Exemple simple : je tire sur le collectif pour monter, l'appareil tourne autour de son axe de lacet, il faut mettre de la pédale pour contrer cet effet.
Voyons dans les détails chaque effets secondaire.

6.7.1.Le pas cyclique
Nous avons vu précédemment que pousser le pas cyclique vers l'avant faisait basculer le disque rotor vers l'avant ce qui avait comme effet primaire de faire avancer l'appareil. Oui, mais dans le même temps, le module de la portance baisse légèrement, nous n'avons plus l'équilibre parfait avec le poids, donc l'hélicoptère va s'enfoncer, on va perdre en altitude. Il faut donc pour ne pas perdre d'altitude tirer sur le collectif afin de gagner en portance.



6.7.2.Le pas général
Si l'on tire sur le pas général, l'angle de pas de l'ensemble des pales va augmenter. Ce qui implique que la traînée va aussi augmenter, il faudra alors plus de puissance pour entraîner le rotor. Il faut alors ouvrir les gaz. Ceci est fait automatiquement grâce au RRM.
Il existe un autre effet secondaire concernant le PG. :
Effet cabreur
Effet piqueur
Lorsque l'on tire le PG, alors la pale avançante gagne en portance, son effet se fait ressentir 1/4 tour de rotor plus loin, c'est à dire à l'avant de l'appareil. Cela fait donc incliner le rotor vers le haut, l'appareil cabre (attention, on n'est pas à la verticale non plus !)
Même phénomène lorsque l'on baisse le PG, la portance de la pale avançante diminue, l'effet apparaît vers l'avant de l'appareil et le disque rotor s'incline alors vers le bas, nous avons un effet piqueur.

6.7.3.Les palonniers
Nous l'avons vu juste au-dessus, si l'on tire le collectif, alors nous avons plus de puissance donné par le moteur au rotor pour que celui-ci garde ses tours alors que la traînée augmente. Mais comme le moteur qui entraîne le rotor est fixe dans la cabine cela créé un couple de renversement dans le sens opposé au sens de rotation du rotor. Si le rotor tourne dans le sens horaire, alors la cabine aura une tendance à tourner vers la gauche, et vice-versa. Il faudra alors donner de la pédale de droite afin de ne pas se laisser embarquer par cet effet.

6.8.Le moteur
Le moteur des “petits” hélicoptères est un moteur unique à piston, à quatre temps. C'est comme un moteur de voiture, il fonctionne sur le même principe, mais afin d'être plus performant, nous utilisons un carburant avec un indice d'octane supérieur (en général 100LL, pour nos voitures nous utilisons du 95 ou 98).
Le moteur est refroidit par air, via des entrées aménagées dont il faut s'assurer lors de la visite pré-vol quelles soient non obstruées.

6.8.1.Le carburant
Nous utilisons donc un carburant avec un indice d'octane plus élevé que pour nos voitures. L'indice d'octane donne un repère quant au pouvoir anti-détonnant du carburant utilisé.
Une couleur a été donnée afin de reconnaître les carburants utilisés.
80/87 : Rose
100LL : Bleue
100/130 : Verte

La densité du carburant est de 0,7. Ce qui signifie qu'un litre de carburant (100LL) pèse 0,7kg. (très important pour le calcul des masses et centrage).

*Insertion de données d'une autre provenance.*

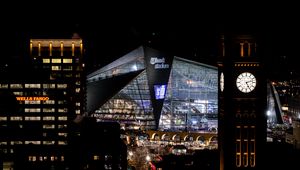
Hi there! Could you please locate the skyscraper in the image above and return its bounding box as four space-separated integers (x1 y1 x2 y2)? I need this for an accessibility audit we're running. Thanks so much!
0 37 85 169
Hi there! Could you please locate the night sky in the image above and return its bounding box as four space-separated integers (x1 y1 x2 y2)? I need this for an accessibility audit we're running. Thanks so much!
0 6 300 78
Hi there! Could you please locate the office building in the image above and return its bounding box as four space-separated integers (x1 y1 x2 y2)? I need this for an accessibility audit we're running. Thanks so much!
0 38 85 168
87 46 218 132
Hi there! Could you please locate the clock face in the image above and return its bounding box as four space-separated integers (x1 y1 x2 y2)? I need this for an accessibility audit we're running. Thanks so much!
220 73 224 91
236 72 256 93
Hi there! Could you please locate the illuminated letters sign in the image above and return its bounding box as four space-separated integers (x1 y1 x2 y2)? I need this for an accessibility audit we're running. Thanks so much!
150 57 169 69
154 85 167 100
16 96 49 101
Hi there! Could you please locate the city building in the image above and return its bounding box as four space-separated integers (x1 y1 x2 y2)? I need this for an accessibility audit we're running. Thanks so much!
0 37 86 169
87 46 218 132
218 33 267 170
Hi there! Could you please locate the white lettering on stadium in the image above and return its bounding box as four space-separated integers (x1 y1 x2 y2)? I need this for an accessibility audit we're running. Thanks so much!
150 57 169 69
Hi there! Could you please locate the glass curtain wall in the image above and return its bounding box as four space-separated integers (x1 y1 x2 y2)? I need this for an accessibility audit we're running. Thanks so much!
159 57 218 131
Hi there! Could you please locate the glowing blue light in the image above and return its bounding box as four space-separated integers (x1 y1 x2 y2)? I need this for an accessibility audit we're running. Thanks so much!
154 85 167 99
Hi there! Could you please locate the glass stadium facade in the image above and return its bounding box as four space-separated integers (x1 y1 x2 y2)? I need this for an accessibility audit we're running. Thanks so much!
87 47 218 131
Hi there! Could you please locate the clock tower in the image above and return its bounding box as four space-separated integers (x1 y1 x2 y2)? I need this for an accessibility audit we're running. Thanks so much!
218 34 267 170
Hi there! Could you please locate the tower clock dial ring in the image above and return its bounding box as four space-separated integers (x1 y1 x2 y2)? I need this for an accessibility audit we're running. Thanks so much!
236 72 256 93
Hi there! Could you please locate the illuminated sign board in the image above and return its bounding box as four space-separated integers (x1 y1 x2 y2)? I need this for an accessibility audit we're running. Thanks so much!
16 96 49 101
154 85 167 100
150 57 169 69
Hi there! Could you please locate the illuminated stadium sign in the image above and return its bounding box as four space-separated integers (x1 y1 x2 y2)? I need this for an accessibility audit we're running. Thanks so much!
150 57 169 69
16 96 49 101
154 85 167 100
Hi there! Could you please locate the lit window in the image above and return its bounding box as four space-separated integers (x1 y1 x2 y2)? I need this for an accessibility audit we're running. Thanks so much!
24 108 41 113
25 140 41 145
13 91 23 96
43 141 55 145
25 116 41 121
0 84 8 89
94 155 100 160
63 58 72 63
43 125 55 129
25 84 41 89
43 100 55 104
51 66 61 70
63 66 73 71
58 116 68 121
43 116 55 121
57 84 68 89
75 110 80 114
10 141 23 145
0 116 7 121
58 141 67 145
51 58 61 63
58 132 68 137
50 84 55 89
10 84 23 89
43 108 55 113
10 116 23 121
25 100 41 104
58 125 67 129
43 58 50 63
0 142 7 145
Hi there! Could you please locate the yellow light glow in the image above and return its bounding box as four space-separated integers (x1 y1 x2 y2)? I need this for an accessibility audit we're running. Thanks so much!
16 96 49 101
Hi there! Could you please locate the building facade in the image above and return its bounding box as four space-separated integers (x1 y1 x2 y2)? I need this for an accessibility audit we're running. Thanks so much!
0 38 85 168
87 47 218 131
218 33 267 170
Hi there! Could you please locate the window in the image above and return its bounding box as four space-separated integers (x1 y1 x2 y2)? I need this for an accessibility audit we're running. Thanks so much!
52 58 61 63
43 108 55 113
43 140 55 145
10 116 23 121
57 84 68 89
25 100 41 104
0 84 8 89
43 116 55 121
58 116 68 121
25 141 41 145
0 116 7 121
43 58 50 63
58 141 67 145
43 100 55 104
63 58 72 63
43 125 55 129
51 66 61 71
25 84 41 89
25 116 41 121
10 84 23 89
58 108 68 113
25 108 41 113
58 132 68 137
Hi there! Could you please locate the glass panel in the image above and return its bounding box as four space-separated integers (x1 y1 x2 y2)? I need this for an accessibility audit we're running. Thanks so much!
159 58 218 131
93 71 155 129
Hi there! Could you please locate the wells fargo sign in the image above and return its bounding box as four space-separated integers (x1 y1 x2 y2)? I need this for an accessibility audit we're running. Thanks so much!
16 96 49 101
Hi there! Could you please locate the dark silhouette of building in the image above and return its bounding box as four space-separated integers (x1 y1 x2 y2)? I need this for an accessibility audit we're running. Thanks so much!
68 117 127 170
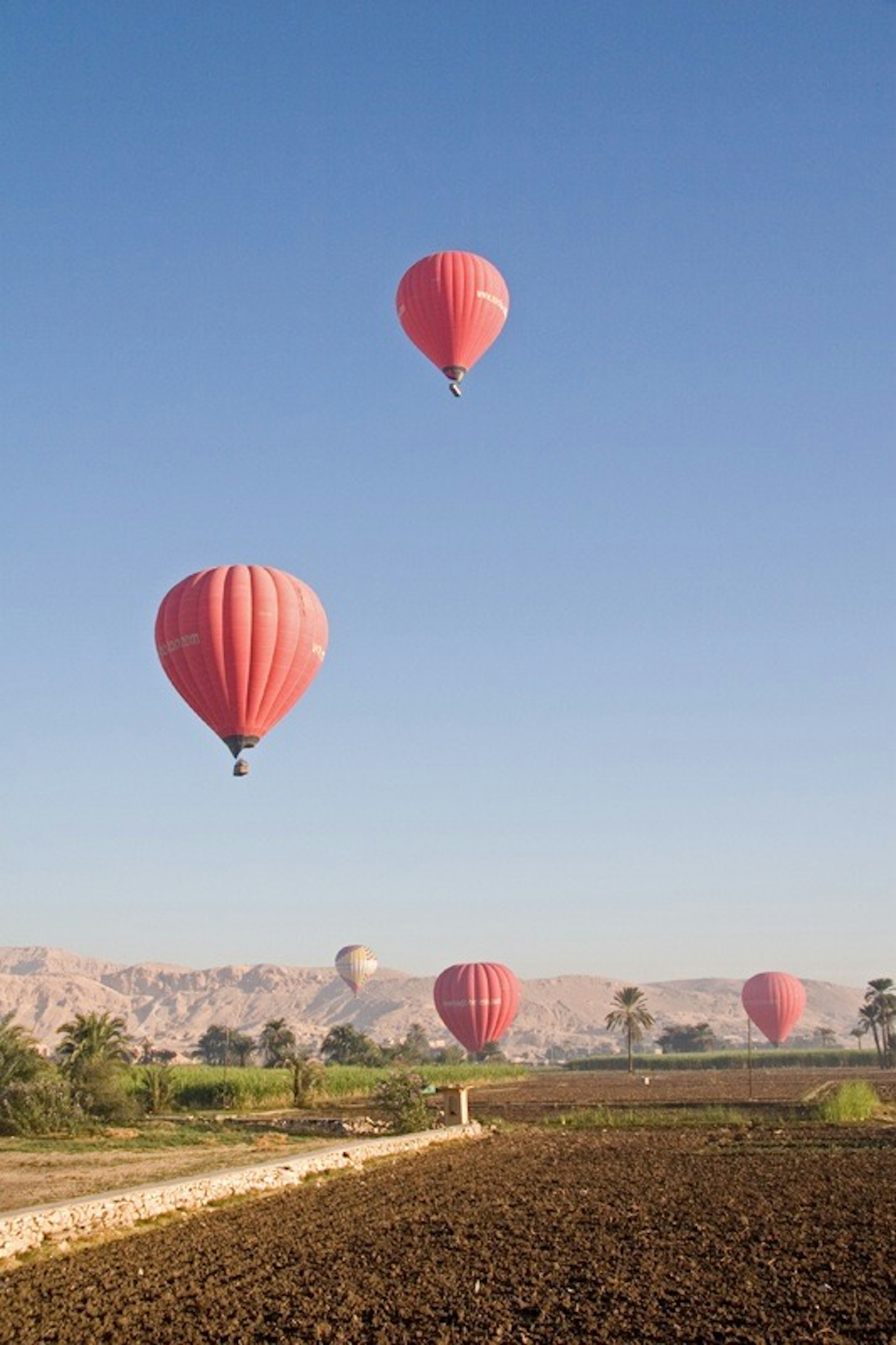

Le mélange air/carburant idéal est de 7% en masse pour le carburant. Si le mélange est trop riche, cela ne s'enflamme pas. S'il est trop pauvre, cela ne fonctionne pas non plus. C'est pour cela qu'en général on fait le plein de carburant le soir, avant de laisser les machines, les réservoirs sont saturés, le mélange est riche.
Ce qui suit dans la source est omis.